Relative adsorption (RA) of 800 μg Survanta on subphases containing 2 mg/mL albumin at varying chitosan concentrations. □ Survanta-albumin-chitosan; ○ Survanta-albumin, which as been plotted at a chitosan concentration of 7×10⁻⁵ mg/mL for comparison purposes. RA is the difference between the sample surface pressure (Π) and the surface pressure of the albumin only isotherm (Π_Alb, red curve in Fig. 1b), divided by the difference between the clean interface isotherm (no albumin), Π_Sat, and Π_Alb, $RA={\frac{\mathrm{\Pi }-{\mathrm{\Pi }}_{\mathit{Alb}}}{{\mathrm{\Pi }}_{\mathit{Sat}}-{\mathrm{\Pi }}_{\mathit{Alb}}}\mid }_{A_0}$. All surface pressures were evaluated by averaging over the same trough area, A₀, denoted by the shaded area in Fig. 2. The relative adsorption increases with chitosan concentration to an optimum value of RA ~ 1 at .001 – 0.005 mg/mL chitosan and then decreases with subsequent increases in chitosan concentration.
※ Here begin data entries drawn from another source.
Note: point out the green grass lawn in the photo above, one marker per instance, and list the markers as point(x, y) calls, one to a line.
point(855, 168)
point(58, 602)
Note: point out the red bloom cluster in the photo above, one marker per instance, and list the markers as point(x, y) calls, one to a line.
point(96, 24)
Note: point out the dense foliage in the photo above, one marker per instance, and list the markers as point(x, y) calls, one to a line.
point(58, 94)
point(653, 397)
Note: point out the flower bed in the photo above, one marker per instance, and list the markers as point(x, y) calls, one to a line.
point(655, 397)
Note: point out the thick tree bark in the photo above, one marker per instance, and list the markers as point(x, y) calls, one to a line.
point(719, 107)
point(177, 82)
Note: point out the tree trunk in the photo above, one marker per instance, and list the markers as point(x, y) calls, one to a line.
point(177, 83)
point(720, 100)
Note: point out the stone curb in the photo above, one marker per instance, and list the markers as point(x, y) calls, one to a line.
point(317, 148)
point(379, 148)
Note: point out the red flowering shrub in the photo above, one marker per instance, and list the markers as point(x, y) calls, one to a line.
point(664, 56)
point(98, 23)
The dashed box indicates the calculated (Table 1) chitosan concentration range where n₊/n₋ = 1 (0.0005–0.005 mg/mL). The optimum RA occurs in this chitosan concentration range consistent with a chitosan neutralizing the negative surface charge on the albumin and surfactant, thereby eliminating the electrostatic energy barrier to surfactant adsorption. Higher chitosan concentrations above n₊/n₋ = 1 lead to charge reversal as excess chitosan adsorbs to the albumin and surfactant, leading to a net positive charge in the double layer and a restored energy barrier to adsorption (Eqn. 1–3).